The threats and its dangerous climate led to the beefing up of Chairman Pai's security detail, protecting him wherever he goes, including his home. This is highly unusual, especially considering that the FCC deals with communications policy, not war...
...which brings me back to the FCC meeting last week.
Though the demonstrations were peaceful and, at times, playful, Department of Homeland Security and D.C. Police presence was unprecedented. There were over a dozen security vehicles surrounding the agency, as well as bomb-sniffing dogs inspecting cars as they entered into the agency's parking facilities. It looked like the security team was prepared for battle, or something close.
Turns out they were there for good reason. Just before the Commission's vote to repeal Net Neutrality, a bomb threat had been called into the agency, abruptly stopping the proceeding. The commissioners were quickly escorted out a back door, and the hearing room was emptied for ten minutes so bomb-sniffing dogs could check for explosive devices.
Thankfully, the threat didn't achieve its end. After the “all-clear” was given, the meeting continued, with the Commission voting to repeal its previous Net Neutrality law.
Sadly, like the other threats over the past six-months, there has been virtual silence from Net Neutrality advocates and politicians. This is highly disturbing. Any reasonable leaders guiding such an issue would be running in the opposite direction, actively separating themselves from the bellicosity. Moreover, not only is it violent and hateful, it is anti-prosperity and anti-growth, too.
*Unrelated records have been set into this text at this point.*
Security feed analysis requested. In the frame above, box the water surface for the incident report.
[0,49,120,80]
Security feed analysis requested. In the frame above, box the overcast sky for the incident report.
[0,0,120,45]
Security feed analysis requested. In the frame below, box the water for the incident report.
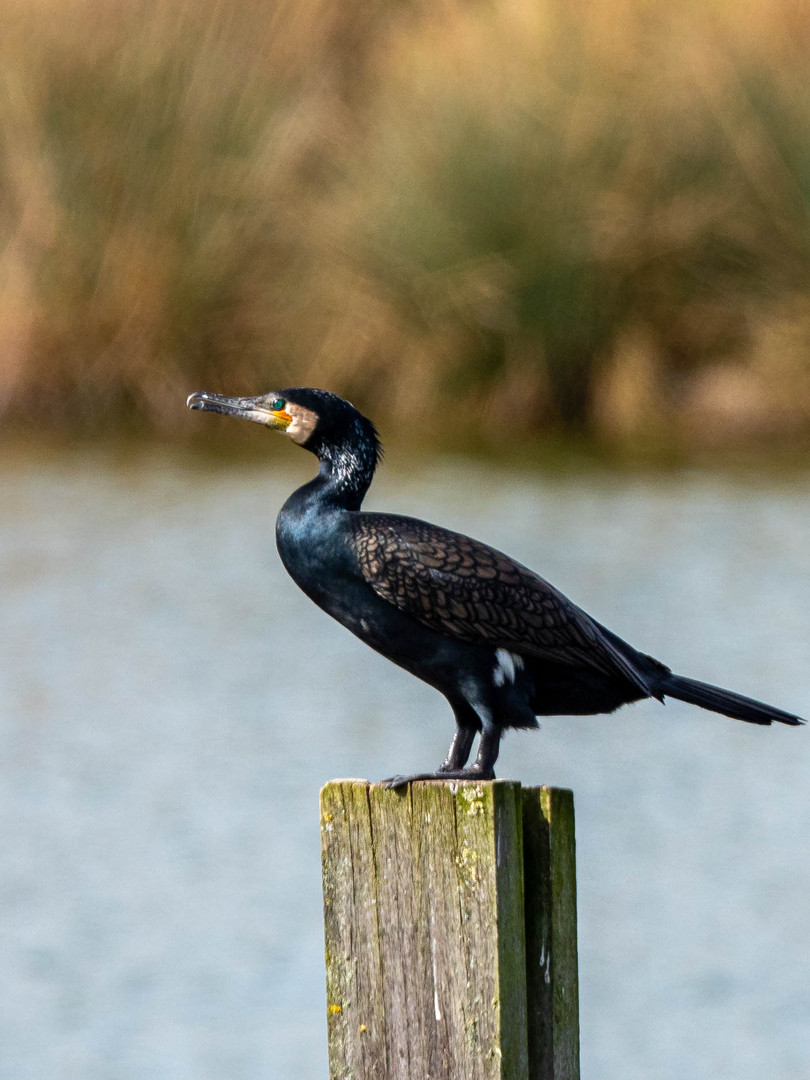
[0,444,810,1080]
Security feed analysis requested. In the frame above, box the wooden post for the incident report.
[321,780,579,1080]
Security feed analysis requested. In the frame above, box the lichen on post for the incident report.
[321,781,577,1080]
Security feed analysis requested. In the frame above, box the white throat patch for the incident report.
[492,649,523,686]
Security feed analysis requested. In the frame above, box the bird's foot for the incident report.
[380,765,495,788]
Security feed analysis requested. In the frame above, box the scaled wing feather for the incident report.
[353,514,650,694]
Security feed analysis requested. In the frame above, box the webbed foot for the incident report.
[380,764,495,788]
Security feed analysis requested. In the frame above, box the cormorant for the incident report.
[187,388,805,786]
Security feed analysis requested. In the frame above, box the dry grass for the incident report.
[0,0,810,444]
It seems the Net Neutrality Left has jumped the shark. All tactics are now fair game.
This needs to change.
The FCC's repeal of Net Neutrality is an important step in bringing back the “light touch” regulation which made the Internet explode. Ultimately, however, Congress has to step in and update U.S. communications laws so the agency policy swings of the last several years end. Presently, legislation awaits bi-partisan support in both the House and Senate from Representative Marsha Blackburn and Senator John Thune. However, that work cannot go forward in this toxic environment. Death threats, racist screed and brute-force intimidation do not promote positive discourse – they inhibit it.
Quite simply, the Net Neutrality Left must de-weaponize its advocacy; it stands in the way of allowing policymakers from both sides of the aisle have the space – and peace – to respectfully debate and craft broadband policy so all Americans can prosper.
It's time to end the “fun and games.” Americans deserve better.
Mike Wendy is president of Media Freedom, a 501(c)(3) non-profit organization.